In my opinion, this is not the best way to do it. This will generate sentences that start with words that can never start sentences.
The best thing to do is to define a "sentinel" to go at the start and end of a sentence. For example, a "$" sign, or a NUL byte. Then to generate a sentence you set the initial state to your sentinel value, and generate forwards from there until you have reached another sentinel, at which point the sentence ends. When building your dictionary, you prepend (and append) a sentinel value to each sentence you add.
It might not sound like it, but this is a big improvement in the quality of sentence generation. For example, it will work out on its own that sentences start with capital letters and end with full stops, and it also tends to reduce the amount of obvious "fragment" sentences that get generated. An example of a "fragment" sentence would be, e.g. "own that sentences start with capital letters and" - all of the state transitions are valid, but the start and end of the sentence are not actually start and end states.
(I acknowledge that the linked project actually does end sentences at valid end states, but failing to do so is another common mistake of the same type).
The $ sign would get in the way if people actually use it in conersation, and maybe other things don't like the NUL byte.
Maybe '\x1F' (ASCII Unit Separator) or '\x1E' (ASCII Record Separator) are better candidates?
This is strictly a toy, no one serious would use this for anything anyways.
Right, but the sentence start is taken from the first word of a random state transition pair, not the first word of a random sentence.

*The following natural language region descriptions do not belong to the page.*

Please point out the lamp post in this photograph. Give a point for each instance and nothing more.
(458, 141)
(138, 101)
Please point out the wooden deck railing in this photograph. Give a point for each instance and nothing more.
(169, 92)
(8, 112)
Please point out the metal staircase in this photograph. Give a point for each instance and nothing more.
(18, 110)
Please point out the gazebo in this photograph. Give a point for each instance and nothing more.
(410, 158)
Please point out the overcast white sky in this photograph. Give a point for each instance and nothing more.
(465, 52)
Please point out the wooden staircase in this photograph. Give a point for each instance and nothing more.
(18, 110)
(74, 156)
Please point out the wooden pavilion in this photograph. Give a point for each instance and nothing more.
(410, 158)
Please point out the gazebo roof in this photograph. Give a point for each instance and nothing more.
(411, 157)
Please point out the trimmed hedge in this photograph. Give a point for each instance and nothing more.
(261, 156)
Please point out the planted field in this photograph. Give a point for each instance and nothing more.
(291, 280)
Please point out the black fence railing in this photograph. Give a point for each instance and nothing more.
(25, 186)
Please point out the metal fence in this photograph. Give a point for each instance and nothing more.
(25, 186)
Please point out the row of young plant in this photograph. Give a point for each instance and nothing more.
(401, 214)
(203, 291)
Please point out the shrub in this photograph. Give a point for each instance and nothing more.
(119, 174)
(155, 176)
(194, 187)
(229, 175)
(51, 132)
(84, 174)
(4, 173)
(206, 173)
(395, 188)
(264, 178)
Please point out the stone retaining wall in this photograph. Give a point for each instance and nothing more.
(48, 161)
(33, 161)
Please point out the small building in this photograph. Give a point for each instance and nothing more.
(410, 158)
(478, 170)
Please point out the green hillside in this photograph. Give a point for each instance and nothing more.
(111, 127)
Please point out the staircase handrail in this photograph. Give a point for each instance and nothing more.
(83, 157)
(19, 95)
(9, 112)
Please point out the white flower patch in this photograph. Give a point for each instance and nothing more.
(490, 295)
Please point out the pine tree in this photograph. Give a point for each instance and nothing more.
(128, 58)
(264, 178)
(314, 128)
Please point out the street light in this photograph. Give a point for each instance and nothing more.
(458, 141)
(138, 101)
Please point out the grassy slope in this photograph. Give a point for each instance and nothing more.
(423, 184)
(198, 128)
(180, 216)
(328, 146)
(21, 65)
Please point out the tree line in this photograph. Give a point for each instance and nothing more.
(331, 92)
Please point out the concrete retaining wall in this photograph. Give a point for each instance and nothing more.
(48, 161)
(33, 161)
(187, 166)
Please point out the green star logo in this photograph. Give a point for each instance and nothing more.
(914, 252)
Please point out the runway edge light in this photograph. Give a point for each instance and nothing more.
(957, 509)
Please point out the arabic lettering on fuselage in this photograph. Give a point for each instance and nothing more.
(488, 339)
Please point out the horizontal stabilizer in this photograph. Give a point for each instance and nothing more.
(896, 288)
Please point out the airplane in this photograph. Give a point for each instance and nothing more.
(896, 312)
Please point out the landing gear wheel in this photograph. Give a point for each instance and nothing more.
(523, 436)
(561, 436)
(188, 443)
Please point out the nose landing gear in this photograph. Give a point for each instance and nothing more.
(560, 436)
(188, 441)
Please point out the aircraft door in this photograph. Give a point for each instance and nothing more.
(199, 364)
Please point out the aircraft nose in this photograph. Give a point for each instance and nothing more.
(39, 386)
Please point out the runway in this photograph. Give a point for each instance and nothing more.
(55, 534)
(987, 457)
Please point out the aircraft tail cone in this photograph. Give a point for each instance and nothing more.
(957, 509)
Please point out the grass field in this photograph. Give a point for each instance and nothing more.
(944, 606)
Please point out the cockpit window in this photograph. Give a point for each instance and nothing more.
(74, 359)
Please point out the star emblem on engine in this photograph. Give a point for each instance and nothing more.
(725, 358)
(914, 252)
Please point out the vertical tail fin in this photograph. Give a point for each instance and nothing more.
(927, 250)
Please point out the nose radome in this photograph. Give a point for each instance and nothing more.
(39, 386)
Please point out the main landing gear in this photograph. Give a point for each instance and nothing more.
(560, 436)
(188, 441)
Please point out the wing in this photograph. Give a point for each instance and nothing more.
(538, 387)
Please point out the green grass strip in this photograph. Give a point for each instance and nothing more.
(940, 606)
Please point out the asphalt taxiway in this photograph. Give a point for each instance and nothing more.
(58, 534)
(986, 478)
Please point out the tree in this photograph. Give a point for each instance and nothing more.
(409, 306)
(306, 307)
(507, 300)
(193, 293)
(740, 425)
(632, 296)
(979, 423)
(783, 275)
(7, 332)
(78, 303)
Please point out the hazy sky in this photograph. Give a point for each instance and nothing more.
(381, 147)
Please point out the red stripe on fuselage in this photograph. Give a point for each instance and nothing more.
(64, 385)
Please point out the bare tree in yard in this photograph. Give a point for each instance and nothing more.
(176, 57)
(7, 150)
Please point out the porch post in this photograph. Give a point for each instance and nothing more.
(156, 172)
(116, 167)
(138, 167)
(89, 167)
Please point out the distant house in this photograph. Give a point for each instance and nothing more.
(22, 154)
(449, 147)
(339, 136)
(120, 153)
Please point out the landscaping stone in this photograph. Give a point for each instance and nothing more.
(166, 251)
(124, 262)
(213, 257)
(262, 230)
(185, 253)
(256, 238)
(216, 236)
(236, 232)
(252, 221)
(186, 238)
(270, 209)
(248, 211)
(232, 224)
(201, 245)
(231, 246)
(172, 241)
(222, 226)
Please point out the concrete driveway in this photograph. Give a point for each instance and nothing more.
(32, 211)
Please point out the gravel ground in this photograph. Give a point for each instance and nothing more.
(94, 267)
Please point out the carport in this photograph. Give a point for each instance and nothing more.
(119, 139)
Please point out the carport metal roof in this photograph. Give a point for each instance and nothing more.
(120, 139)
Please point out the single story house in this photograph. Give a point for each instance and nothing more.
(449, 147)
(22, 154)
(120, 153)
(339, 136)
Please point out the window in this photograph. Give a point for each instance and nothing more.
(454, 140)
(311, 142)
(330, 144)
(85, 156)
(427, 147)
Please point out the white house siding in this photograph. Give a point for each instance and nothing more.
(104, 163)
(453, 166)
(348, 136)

One thing I've noticed from playing with these types of programs is the number of words to use as a hash. Two to start with of course, will quickly reproduce the sample text once you get to only five or six prefix words. Where as two prefix words usually generate nonsense, the sweet spot to a believable quality is only three or four words as a prefix with five or more reproducing the original text. The larger the varied sample text, the much better the results. Furthermore, only breaking words on whitespace creates even better quality output than assuming you need to tinker with the punctuation.
See also https://en.wikipedia.org/wiki/Google_Ngram_Viewer which recently popularized the term n-gram.

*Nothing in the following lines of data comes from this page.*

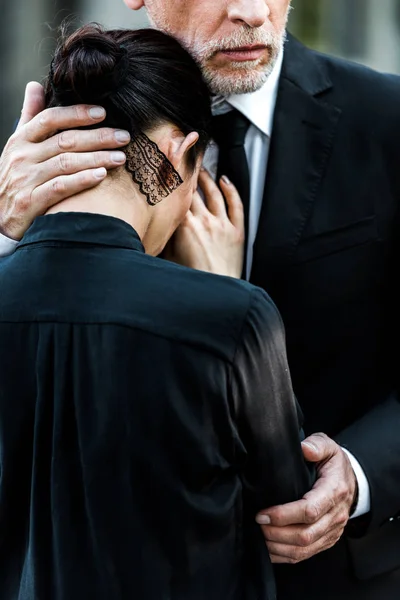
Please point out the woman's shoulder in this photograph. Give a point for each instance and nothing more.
(204, 309)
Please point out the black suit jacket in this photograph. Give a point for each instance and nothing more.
(327, 251)
(146, 414)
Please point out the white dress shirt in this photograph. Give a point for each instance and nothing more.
(259, 108)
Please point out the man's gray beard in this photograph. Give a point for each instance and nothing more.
(244, 77)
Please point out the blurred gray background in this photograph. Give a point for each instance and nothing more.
(367, 31)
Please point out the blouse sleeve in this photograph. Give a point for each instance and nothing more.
(268, 418)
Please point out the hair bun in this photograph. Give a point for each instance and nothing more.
(88, 67)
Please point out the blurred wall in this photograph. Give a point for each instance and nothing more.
(367, 31)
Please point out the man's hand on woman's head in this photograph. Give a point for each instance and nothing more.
(297, 531)
(211, 237)
(48, 159)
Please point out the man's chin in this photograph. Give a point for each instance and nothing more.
(236, 81)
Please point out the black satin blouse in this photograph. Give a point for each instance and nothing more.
(146, 414)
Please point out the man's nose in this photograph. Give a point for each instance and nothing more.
(253, 13)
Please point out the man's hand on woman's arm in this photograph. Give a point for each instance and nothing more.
(49, 159)
(297, 531)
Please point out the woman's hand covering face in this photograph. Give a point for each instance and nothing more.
(211, 237)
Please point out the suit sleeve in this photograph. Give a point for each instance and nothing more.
(268, 417)
(375, 441)
(375, 438)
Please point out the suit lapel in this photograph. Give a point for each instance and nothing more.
(303, 134)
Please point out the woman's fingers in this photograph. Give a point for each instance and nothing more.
(198, 207)
(233, 203)
(213, 196)
(34, 103)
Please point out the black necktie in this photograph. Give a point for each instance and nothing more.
(229, 132)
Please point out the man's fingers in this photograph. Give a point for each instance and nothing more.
(318, 447)
(70, 163)
(310, 509)
(58, 189)
(51, 120)
(89, 140)
(234, 204)
(306, 535)
(34, 103)
(284, 553)
(213, 195)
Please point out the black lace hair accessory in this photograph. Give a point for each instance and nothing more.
(151, 169)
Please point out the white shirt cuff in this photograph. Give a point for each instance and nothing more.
(364, 493)
(7, 245)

Eh? It's well known in Info Retrieval; it goes back at least to Salton's IR group at Cornell in the 1970's.
The usual thought is shell scripts are hacky and you need an ostensibly more powerful language like Python or Perl.
I'm bookmarking this as a bash script reference.
This is what makes it Bash:
If you are on linux, you are using GNU grep, not unix grep.
Others have addressed bash... so wrong on all counts.